Джейн была готова расплакаться.
– У меня рак груди, – пожаловалась она Myну.
– Которой?
– Вот этой. Я чувствую уплотнение.
– Чепуха, – сказал девятый граф.
– Ее придется ампутировать, – прорыдала она.
– Куда одна, туда и вторая, – сказал девятый граф. – Асимметричное тело вульгарно и как тело, и как произведение искусства.
– О Фэлкон, вы чудовище! – весело рассмеялась Джейн.
«Мне плевать, мне просто плевать».
Джейн подняла платье и нырнула в него головой.
– Извиняюсь, – сказал Воскресший Христос.
Джейн взвизгнула и натянула на себя платье.
– Простите, – сказал, удаляясь, Воскресший Христос.
– Что это за коротышка в ночнушке?
Лорд Малквист открыл дверь и водворил Воскресшего Христа обратно в комнату.
– Не упоминайте его имя всуе, – сказал он. – Это никакой не коротышка в ночнушке. Это наш Спаситель, который вернулся. В ночнушке.
– Правда? – Она непонимающе посмотрела на него. – Похоже, у него за плечами трудные времена.
– Одни из труднейших, – подтвердил девятый граф.
– Найдите в вашем сердце прощение, ибо я говорю вам: грядет подведение итогов, исчисление грехов и возмездие за пределами понимания этой мирской юдоли, – сказал Муну Воскресший Христос.
Мун стоял, трясясь от бешенства. Он ударил Воскресшего Христа в челюсть. Воскресший Христос рухнул на постель и скатился с нее на пол.
– И давно ты подсматриваешь? – завопил Мун. – Когда ты последний раз мыл подмышки? Чего ты за мной таскаешься, кто ты, по-твоему, такой!
– Меня зовут Иисус, – ответил Воскресший Христос. – Можете бичевать меня, если хотите…
– Могу! Мне тут извращенцы не нужны! Что значит это надувательство? Давно ты мазохист? Отчего ты стал импотентом? Кто тебя сюда звал?

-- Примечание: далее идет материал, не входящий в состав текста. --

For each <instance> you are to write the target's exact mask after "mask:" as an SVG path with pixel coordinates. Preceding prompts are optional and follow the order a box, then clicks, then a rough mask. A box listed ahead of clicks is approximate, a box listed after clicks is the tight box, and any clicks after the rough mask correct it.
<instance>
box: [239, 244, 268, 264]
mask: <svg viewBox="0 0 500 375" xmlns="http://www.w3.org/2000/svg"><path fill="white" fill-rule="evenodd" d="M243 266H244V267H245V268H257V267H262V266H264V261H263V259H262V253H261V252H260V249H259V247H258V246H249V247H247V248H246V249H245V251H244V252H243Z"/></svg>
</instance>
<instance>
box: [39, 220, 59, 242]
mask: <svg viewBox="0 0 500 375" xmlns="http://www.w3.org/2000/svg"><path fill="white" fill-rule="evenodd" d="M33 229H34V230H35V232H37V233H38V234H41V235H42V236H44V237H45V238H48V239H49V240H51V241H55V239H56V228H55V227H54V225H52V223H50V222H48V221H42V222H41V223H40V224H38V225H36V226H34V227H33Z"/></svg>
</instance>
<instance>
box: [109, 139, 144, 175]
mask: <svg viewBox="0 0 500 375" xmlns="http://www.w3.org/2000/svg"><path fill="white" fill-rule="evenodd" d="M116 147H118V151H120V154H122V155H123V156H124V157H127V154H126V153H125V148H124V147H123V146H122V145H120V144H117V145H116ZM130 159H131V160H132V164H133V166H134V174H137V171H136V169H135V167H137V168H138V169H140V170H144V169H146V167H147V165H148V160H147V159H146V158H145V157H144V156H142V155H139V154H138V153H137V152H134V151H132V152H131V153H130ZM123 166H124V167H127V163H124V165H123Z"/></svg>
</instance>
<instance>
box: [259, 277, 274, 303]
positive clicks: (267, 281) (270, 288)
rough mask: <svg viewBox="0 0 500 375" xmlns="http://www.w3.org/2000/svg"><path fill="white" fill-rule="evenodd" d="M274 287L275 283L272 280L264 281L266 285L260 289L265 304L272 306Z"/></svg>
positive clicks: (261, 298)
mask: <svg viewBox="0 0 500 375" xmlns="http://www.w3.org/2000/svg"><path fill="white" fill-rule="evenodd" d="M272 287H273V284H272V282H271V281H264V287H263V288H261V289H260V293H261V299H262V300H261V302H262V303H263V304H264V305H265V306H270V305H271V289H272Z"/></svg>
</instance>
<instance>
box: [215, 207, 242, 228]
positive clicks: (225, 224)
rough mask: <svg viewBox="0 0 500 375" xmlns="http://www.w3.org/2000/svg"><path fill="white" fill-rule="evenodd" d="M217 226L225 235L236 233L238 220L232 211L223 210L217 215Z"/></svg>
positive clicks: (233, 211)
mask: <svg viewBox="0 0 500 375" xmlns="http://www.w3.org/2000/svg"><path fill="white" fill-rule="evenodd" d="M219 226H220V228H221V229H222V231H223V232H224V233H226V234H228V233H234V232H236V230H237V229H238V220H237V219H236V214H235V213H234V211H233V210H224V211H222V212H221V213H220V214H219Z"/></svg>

– Я Воскресший Христос, – сказал Воскресший Христос.
Мун вскочил на постель и метнулся через нее, стиснув руками шею Воскресшего Христа, притиснув того к стене. Воскресший Христос не издал ни единого звука, пока Мун тряс его за глотку с криком:
– Ложь! Ложь! Думаешь, я стану полагаться на тебя, я, опытный человек?
– Иисус, дорогой, не слушайте его, – посоветовала Джейн. – Нет у него никакого опыта, даю вам слово.
Мун выпустил его, но прижал своим телом к стене и прошептал:
– Меня постоянно предают. Я не верю в человека, а ты хочешь, чтобы я верил в Бога.
Когда Мун отступил от него, Воскресший Христос сполз по стенке, из его носа текла кровь.